I have a huge dataset (200M sample) and I do not have exact times but the time to run 2 epochs almost got doubled with the data loader.

Also the model Loss doesn’t seem to improve much it remains between 4 and 5 if I use ADM optimiser and 2 and 3 if I use SGC optimiser, what all could I try for the LSTM models for improving the accuracy.

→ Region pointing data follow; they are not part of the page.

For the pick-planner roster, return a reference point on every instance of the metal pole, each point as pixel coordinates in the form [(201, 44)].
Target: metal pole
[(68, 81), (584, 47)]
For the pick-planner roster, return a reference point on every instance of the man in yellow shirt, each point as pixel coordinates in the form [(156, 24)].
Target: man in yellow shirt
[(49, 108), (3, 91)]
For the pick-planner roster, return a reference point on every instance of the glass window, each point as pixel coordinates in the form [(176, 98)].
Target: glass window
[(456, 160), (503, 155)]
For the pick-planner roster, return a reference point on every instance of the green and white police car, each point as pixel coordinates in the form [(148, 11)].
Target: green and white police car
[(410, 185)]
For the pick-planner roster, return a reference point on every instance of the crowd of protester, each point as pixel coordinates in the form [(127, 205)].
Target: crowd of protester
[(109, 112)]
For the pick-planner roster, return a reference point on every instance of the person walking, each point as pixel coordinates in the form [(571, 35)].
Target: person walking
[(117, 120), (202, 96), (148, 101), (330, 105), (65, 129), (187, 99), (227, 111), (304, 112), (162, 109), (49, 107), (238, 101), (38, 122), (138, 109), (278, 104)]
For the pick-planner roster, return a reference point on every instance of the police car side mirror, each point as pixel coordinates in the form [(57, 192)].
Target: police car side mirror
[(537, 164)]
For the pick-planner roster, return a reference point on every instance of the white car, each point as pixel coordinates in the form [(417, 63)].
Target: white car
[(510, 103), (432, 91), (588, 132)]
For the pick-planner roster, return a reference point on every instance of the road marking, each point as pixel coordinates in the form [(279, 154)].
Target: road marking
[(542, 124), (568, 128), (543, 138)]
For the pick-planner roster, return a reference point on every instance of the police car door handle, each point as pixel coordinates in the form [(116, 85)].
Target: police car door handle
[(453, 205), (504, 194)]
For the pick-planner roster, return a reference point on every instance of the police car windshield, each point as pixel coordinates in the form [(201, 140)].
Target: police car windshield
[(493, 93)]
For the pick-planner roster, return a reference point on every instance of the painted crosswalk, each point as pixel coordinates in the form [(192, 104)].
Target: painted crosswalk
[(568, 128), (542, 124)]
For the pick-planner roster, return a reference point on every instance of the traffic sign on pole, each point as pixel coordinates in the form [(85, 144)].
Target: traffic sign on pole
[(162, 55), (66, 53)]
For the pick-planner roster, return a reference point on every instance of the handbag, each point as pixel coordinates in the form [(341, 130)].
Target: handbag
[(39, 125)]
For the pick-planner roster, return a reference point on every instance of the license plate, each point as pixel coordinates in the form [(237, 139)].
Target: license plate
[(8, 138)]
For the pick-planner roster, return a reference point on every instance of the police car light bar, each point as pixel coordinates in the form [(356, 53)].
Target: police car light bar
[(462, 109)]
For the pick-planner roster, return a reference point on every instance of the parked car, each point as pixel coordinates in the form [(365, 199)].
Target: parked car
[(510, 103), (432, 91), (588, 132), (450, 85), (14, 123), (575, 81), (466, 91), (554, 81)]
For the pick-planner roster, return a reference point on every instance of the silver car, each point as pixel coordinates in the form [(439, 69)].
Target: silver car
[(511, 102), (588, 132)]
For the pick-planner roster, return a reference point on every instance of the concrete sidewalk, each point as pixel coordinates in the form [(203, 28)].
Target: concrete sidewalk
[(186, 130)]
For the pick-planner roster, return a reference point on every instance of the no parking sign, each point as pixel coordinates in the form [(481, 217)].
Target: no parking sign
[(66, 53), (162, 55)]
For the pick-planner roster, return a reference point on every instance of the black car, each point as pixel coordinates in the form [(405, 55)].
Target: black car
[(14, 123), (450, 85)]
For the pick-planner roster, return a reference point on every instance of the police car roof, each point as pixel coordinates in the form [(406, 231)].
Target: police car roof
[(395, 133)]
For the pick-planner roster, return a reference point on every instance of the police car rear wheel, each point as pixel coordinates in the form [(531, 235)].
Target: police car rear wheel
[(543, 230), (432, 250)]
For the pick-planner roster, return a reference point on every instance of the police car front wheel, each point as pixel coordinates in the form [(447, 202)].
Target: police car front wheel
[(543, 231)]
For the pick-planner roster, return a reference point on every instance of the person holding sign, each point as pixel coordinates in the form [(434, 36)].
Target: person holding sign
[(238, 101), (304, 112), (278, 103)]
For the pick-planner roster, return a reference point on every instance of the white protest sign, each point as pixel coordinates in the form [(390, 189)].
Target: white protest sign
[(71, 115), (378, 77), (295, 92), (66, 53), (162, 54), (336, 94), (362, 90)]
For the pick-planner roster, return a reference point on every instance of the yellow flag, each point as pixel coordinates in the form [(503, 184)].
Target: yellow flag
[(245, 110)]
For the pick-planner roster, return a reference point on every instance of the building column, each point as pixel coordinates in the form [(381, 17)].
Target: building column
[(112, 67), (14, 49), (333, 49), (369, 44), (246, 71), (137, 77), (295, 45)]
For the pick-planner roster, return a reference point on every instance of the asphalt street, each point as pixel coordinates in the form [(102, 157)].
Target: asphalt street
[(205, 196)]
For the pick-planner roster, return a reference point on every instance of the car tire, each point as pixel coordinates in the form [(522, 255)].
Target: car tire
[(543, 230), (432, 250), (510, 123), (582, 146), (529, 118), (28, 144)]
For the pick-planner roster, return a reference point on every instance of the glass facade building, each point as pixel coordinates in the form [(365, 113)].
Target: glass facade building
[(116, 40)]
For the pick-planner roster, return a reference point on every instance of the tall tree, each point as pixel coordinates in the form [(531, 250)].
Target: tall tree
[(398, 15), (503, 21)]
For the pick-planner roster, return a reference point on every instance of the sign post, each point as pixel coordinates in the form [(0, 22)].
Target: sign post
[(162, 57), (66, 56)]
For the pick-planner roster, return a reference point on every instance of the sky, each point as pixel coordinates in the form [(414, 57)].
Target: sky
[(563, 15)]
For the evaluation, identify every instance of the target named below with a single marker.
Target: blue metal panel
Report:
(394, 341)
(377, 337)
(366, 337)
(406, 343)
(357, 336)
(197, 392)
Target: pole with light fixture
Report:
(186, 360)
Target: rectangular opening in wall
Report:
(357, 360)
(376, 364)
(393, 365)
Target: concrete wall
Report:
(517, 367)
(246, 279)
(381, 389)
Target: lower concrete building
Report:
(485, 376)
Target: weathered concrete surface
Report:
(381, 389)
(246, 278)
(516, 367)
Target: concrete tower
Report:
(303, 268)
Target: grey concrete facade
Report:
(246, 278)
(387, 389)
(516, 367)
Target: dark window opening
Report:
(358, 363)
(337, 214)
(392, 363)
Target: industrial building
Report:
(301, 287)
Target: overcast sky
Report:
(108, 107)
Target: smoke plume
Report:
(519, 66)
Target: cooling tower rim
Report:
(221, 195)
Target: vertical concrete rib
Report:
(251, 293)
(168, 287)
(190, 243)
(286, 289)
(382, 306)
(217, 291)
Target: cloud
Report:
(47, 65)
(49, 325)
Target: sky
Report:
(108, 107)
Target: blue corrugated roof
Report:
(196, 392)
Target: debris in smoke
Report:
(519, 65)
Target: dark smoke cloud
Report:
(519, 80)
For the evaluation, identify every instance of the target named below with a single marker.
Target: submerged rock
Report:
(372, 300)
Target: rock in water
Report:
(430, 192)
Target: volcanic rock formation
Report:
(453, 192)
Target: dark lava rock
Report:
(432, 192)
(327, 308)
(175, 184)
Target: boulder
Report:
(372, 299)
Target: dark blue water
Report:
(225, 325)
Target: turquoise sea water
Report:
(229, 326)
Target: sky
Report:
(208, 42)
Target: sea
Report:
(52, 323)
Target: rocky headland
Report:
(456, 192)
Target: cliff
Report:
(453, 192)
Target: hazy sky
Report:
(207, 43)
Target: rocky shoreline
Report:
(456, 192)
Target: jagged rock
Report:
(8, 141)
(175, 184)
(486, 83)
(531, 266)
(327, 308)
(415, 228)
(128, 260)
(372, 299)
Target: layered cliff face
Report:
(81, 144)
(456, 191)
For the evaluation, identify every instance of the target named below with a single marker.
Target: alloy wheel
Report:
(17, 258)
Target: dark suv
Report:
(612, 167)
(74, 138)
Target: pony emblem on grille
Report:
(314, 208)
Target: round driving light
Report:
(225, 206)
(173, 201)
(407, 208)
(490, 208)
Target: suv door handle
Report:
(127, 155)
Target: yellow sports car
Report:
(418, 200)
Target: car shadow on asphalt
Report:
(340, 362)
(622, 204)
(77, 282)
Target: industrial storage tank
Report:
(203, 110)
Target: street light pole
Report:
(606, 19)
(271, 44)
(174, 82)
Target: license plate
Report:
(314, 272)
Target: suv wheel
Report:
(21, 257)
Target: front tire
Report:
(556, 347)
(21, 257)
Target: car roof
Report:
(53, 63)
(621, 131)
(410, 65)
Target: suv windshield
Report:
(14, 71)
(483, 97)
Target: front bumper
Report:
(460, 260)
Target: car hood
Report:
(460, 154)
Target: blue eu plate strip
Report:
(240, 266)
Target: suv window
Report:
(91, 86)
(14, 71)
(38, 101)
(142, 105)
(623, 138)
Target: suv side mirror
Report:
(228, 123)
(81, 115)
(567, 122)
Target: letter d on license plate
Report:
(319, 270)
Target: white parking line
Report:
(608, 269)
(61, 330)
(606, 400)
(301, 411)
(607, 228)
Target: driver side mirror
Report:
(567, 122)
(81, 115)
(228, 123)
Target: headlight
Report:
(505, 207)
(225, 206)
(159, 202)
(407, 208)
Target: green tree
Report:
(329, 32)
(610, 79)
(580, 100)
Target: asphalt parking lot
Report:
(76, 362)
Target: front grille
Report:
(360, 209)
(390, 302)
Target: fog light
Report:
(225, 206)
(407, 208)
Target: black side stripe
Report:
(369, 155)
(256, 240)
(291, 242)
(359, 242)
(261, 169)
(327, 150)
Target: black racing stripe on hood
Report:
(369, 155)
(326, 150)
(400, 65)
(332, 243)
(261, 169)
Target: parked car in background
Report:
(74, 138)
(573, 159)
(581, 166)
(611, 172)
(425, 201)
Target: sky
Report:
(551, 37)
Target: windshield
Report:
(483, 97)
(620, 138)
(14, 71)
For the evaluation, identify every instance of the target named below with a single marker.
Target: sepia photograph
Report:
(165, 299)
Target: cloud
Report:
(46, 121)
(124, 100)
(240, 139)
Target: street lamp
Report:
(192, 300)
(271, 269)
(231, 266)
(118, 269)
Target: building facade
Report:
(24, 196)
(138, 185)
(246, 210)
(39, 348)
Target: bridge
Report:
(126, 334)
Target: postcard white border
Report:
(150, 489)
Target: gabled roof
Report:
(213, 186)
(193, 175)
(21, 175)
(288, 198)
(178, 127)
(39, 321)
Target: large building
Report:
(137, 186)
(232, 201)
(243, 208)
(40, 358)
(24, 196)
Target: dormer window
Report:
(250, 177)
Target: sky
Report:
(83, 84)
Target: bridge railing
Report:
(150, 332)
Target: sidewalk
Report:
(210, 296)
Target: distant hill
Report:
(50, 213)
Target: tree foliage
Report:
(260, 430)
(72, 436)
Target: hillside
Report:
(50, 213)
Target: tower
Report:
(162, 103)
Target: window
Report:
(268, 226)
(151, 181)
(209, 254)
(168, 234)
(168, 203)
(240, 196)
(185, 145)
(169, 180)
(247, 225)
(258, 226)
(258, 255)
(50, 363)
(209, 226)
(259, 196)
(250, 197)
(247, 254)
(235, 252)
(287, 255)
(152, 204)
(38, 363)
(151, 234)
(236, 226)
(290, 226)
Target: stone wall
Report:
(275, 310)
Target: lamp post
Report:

Here is the model parameters and Model that I am using :


# Hyper-parameters
sequence_length = 10
input_size = 2983
hidden_size = 128
num_layers = 4
num_classes = 100
num_epochs = 2
learning_rate = 0.1
# Recurrent neural network (many-to-one)
class RNN(nn.Module):
    def __init__(self, input_size, hidden_size, num_layers, num_classes):
        super(RNN, self).__init__()
        self.hidden_size = hidden_size
        self.num_layers = num_layers
        
        self.lstm = nn.LSTM(input_size, hidden_size, num_layers, batch_first=True)
        #self.lsmax = nn.LogSoftmax(hidden_size,hidden_size)
        self.fc = nn.Linear(hidden_size, num_classes)
        #self.fc_ = nn.Linear(num_classes, num_classes)
        #self.fc_2 = nn.Linear(num_classes, num_classes)
    
    def forward(self, x):
        # Set initial hidden and cell states 
        h0 = torch.randn(self.num_layers, x.size(0), self.hidden_size).to(device) 
        c0 = torch.randn(self.num_layers, x.size(0), self.hidden_size).to(device)
        
#         h1 = torch.randn(1, self.hidden_size, self.hidden_size).to(device) 
#         c1 = torch.randn(1, self.hidden_size, self.hidden_size).to(device)
        # Forward propagate LSTM
        
        out, _ = self.lstm(x, (h0, c0))  # out: tensor of shape (batch_size, seq_length, hidden_size)
        
        #out_, _ = self.lsmax(out,(h1,c1))
        # Decode the hidden state of the last time step
        
        out_ = self.fc(out[:, -1, :])
        #out_ = self.fc_(out)
        #out__ =  self.fc_2(out_)
        
        return out_

model = RNN(input_size, hidden_size, num_layers, num_classes).cuda()
# Loss and optimizer
criterion = nn.CrossEntropyLoss()
optimizer = torch.optim.Adam(model.parameters(), lr=learning_rate)

The manual loop might be faster, since you are just slicing the tensor, while your Dataset copies the data.
Try to use torch.from_numpy in your __getitem__ and compare the results again.